Tak sobie… mam wrażenie, że wszyscy uczestnicy jacyś tacy zestresowani są w tym odcinku. Jednak w pełni to rozumiem, przecież to ich debiut - komentuje użytkowniczka sieci na oficjalnym profilu show na Instagramie.
To byłoby jednak na tyle, jeśli chodzi o te bardziej wyważone komentarze. Reszta "fanów" z Polski nie miała już tyle współczucia dla wschodzącej gwiazdy Polsatu.
"Niestety, nie podobało mi się", "Katastrofa", "Beznadziejny występ, przerysowany jak parodia. Fatalnie" - czytamy w sekcji komentarzy.
Co ciekawe, można zaobserwować, że występ Anny-Marii Siekluckiej został zupełnie inaczej odebrany przez grono gorliwych fanów zza granicy - głównie z krajów hiszpańskojęzycznych.

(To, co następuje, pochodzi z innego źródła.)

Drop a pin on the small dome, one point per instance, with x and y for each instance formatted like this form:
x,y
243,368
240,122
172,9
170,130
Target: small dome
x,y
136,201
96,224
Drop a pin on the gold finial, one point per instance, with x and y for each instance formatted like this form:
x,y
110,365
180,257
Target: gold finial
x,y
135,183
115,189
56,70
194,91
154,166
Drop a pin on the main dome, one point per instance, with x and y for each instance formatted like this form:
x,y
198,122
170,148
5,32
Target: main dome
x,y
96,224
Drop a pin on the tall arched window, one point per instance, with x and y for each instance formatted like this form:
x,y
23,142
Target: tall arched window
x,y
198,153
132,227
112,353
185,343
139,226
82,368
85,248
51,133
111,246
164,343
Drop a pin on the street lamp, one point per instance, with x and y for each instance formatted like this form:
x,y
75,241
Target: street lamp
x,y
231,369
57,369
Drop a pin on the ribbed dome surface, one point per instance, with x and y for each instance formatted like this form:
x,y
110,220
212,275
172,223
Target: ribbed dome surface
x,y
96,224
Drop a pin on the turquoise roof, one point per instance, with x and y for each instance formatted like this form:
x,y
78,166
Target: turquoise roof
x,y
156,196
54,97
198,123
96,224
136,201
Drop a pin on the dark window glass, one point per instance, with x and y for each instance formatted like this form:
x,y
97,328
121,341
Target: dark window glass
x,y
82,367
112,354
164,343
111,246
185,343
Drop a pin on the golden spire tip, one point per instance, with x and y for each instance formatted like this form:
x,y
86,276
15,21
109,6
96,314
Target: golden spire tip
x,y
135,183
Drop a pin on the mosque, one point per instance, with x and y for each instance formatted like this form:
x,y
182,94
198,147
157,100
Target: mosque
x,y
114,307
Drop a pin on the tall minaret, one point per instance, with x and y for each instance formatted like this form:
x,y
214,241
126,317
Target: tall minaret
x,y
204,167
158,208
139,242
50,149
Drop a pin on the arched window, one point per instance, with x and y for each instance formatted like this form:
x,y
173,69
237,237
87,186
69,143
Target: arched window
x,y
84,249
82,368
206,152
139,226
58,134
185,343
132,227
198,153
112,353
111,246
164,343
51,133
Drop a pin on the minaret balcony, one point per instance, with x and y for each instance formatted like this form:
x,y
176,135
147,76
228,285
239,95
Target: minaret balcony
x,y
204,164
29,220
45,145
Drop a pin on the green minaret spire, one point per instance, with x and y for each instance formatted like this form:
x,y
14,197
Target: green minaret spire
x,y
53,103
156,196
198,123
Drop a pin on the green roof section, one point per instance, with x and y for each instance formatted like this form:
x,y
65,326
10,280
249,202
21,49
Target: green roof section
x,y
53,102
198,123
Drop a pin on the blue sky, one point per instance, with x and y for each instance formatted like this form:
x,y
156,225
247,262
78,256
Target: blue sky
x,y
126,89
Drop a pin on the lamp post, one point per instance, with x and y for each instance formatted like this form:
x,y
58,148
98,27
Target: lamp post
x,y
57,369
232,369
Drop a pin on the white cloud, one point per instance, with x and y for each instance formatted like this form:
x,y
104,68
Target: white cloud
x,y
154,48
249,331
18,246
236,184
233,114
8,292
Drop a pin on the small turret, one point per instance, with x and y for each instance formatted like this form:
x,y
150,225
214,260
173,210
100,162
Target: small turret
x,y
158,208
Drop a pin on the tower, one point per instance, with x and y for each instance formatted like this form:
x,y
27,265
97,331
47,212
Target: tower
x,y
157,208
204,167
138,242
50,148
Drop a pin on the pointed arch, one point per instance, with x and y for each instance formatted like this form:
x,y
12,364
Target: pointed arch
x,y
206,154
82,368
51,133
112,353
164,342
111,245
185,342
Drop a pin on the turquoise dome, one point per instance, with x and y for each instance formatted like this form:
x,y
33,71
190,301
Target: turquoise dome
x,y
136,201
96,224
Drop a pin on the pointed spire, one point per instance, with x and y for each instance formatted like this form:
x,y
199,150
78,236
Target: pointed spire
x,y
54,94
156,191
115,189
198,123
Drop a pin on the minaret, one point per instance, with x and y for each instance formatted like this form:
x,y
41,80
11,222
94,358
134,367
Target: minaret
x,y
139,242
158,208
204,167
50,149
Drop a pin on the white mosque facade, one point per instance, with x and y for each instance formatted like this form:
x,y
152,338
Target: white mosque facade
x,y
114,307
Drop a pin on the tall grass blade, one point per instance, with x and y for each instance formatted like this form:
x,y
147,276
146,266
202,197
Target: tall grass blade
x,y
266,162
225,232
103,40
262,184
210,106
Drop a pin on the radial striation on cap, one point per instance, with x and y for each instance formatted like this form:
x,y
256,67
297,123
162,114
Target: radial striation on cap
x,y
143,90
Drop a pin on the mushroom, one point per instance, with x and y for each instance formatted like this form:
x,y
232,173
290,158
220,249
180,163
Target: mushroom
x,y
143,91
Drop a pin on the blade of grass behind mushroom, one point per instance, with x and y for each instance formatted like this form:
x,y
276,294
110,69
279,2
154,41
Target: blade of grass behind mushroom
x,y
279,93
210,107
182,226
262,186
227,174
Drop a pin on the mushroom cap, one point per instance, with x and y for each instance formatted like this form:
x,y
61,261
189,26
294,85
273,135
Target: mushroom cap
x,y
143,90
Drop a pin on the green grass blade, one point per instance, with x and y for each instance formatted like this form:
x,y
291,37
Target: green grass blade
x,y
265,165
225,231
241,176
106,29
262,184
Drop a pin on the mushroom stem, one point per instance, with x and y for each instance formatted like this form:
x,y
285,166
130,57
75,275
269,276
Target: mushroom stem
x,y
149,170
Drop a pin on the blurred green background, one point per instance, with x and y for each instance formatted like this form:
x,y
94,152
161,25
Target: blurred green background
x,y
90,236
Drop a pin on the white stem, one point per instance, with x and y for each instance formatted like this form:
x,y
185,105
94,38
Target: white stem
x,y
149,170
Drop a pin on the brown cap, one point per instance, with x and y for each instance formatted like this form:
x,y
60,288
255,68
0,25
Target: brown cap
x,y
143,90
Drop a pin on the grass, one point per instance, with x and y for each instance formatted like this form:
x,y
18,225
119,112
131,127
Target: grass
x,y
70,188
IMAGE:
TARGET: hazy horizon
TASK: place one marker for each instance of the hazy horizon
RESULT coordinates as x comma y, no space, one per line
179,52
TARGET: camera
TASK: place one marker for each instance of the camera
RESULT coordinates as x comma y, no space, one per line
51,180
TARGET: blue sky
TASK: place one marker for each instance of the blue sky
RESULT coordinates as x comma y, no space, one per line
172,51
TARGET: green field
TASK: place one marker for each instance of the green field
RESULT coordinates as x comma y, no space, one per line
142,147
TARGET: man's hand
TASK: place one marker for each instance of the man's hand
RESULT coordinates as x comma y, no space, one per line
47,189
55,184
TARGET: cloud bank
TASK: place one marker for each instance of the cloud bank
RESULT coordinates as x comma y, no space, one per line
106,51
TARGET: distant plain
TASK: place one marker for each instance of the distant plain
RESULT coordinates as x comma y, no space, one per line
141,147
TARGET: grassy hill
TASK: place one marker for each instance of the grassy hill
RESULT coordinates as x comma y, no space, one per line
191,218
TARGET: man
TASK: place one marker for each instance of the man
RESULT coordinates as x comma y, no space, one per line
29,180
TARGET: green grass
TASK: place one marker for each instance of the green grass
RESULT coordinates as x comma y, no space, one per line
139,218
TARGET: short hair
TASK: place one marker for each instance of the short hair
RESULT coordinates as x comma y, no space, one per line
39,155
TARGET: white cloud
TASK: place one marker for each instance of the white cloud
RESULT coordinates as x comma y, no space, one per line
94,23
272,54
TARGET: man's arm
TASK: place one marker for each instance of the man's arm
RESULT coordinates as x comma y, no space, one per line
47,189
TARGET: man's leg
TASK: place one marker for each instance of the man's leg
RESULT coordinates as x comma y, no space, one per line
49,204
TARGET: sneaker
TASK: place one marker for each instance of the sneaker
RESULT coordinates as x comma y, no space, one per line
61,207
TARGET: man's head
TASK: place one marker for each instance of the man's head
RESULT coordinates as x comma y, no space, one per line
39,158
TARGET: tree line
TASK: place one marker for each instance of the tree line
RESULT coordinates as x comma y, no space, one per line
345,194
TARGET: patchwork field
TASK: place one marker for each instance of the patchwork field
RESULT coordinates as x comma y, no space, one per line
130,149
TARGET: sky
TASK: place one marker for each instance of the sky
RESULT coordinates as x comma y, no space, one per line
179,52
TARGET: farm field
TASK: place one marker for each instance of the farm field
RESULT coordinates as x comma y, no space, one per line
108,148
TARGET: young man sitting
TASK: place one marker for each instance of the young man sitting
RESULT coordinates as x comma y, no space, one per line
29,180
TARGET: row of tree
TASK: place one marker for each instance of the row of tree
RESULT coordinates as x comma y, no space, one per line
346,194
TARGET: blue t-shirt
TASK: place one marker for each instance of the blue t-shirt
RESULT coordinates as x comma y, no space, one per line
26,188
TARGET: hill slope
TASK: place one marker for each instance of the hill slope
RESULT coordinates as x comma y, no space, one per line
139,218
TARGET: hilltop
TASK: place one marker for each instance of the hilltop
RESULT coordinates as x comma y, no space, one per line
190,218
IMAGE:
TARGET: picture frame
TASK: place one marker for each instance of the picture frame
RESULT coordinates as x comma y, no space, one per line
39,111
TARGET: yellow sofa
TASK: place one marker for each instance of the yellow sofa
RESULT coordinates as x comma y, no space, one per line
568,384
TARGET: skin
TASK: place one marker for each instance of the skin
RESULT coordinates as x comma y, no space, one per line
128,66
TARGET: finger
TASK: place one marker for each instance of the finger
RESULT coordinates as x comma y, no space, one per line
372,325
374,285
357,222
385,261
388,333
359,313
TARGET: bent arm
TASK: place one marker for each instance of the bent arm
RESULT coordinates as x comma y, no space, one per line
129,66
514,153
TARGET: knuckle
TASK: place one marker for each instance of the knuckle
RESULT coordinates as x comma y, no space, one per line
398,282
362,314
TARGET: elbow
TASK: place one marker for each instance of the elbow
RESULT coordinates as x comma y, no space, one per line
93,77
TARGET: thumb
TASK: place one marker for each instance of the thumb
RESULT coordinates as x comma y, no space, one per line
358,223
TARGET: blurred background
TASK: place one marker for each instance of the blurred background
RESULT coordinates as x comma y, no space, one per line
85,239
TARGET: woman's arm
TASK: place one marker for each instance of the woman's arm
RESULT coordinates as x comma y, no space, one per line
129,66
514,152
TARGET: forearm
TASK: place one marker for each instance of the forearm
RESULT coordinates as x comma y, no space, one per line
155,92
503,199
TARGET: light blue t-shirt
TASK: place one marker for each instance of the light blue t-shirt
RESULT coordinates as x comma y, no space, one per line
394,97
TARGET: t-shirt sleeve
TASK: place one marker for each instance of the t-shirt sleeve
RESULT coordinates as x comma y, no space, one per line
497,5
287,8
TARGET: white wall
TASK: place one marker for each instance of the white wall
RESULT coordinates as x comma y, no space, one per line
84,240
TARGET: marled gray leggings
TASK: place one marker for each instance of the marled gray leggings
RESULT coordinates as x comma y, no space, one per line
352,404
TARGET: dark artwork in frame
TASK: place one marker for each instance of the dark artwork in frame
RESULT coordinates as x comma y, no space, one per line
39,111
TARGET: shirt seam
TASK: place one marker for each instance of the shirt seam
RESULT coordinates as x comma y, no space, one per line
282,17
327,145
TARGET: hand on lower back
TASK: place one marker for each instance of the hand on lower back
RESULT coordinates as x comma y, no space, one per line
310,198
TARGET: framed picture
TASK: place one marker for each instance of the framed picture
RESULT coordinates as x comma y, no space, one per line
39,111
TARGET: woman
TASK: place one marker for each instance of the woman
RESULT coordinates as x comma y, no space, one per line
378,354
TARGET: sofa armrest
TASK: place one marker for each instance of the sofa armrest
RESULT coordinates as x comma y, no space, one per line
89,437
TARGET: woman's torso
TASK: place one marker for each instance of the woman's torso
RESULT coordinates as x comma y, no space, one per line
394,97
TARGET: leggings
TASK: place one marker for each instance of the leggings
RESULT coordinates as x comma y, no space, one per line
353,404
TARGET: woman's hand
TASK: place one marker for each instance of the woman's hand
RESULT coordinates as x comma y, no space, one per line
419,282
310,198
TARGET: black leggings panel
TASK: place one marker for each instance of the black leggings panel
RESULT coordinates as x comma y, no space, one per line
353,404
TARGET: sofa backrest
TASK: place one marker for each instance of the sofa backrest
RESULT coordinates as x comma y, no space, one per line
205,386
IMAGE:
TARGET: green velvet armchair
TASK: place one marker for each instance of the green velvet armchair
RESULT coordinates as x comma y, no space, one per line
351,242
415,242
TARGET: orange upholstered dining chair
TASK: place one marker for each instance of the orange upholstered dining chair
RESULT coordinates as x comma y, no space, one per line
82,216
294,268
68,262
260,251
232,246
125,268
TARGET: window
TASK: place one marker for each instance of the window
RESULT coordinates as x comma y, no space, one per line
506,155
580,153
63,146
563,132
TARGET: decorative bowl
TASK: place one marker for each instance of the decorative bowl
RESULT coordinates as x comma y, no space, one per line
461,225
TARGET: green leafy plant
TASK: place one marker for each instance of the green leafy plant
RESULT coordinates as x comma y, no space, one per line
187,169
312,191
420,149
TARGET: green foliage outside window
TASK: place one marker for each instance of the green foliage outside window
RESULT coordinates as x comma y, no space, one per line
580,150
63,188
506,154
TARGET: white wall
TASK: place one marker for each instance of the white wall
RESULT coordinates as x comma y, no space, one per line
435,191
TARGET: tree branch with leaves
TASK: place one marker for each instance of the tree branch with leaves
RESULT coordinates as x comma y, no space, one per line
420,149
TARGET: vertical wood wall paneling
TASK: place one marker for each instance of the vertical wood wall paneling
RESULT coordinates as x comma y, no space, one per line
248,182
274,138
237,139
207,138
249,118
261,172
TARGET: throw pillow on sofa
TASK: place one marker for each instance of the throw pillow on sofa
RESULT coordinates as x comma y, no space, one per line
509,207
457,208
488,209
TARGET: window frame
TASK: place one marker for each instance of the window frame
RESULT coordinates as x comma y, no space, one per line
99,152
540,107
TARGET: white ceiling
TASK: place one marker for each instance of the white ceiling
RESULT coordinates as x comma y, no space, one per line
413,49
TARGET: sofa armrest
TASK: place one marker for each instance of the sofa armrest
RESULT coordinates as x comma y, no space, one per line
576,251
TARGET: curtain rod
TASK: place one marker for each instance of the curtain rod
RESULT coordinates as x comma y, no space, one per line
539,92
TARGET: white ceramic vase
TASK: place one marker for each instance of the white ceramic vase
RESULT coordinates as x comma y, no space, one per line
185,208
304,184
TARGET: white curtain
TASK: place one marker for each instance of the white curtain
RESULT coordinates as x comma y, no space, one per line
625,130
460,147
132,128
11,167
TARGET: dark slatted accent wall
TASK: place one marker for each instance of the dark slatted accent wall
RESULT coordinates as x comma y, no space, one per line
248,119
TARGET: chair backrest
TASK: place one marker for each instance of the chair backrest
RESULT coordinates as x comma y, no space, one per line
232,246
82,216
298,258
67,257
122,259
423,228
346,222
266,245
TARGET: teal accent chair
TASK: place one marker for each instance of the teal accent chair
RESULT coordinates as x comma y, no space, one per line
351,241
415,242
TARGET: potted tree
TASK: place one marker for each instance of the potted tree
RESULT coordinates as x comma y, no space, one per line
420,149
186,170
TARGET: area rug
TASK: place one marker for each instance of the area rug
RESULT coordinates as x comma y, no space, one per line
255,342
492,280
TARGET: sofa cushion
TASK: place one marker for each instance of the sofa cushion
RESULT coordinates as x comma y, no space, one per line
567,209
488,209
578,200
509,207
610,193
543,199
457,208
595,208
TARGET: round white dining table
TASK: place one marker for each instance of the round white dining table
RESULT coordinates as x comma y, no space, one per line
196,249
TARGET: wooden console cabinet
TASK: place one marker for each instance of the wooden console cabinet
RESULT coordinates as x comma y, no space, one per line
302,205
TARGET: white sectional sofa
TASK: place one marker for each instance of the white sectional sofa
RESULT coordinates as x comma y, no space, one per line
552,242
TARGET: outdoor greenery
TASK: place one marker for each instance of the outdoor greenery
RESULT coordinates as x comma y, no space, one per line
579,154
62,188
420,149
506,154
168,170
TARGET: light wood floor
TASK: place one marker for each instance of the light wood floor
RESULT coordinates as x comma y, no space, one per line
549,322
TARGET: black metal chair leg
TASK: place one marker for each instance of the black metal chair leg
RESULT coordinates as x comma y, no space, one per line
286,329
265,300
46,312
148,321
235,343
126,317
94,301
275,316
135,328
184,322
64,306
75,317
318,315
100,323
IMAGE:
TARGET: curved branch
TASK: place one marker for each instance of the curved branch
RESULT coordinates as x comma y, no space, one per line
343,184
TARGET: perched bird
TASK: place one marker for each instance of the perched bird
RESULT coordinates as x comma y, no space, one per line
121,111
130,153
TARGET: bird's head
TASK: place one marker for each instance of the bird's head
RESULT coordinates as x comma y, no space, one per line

Użytkownik profilu pod nazwą @anna_maria.sieklucka.fan napisał na ten przykład:
Jestem z ciebie bardzo dumny! - a komplement okrasił solidną porcją czerwonych serduszek.
Przypomnijmy: Blanka Lipińska EKSCYTUJE SIĘ nominacjami do Złotych Malin dla "365 dni": "MIKI RYWALIZUJE Z DE NIRO"
Miłych słów Siekluckiej nie szczędził również twórca konta @amazingsiekluckasmile, który skomentował:
BOGINI. Ale szczęściarz z tego faceta, że mógł dotykać królowej Anny-Marii!
Czy to wykupione boty, czy też autentyczni miłośnicy "twórczości" Siekluckiej - trudno stwierdzić. Miło jednak mieć świadomość, że ktoś, gdzieś, zapewne hen daleko, jest w stanie docenić aktorski talent Polki.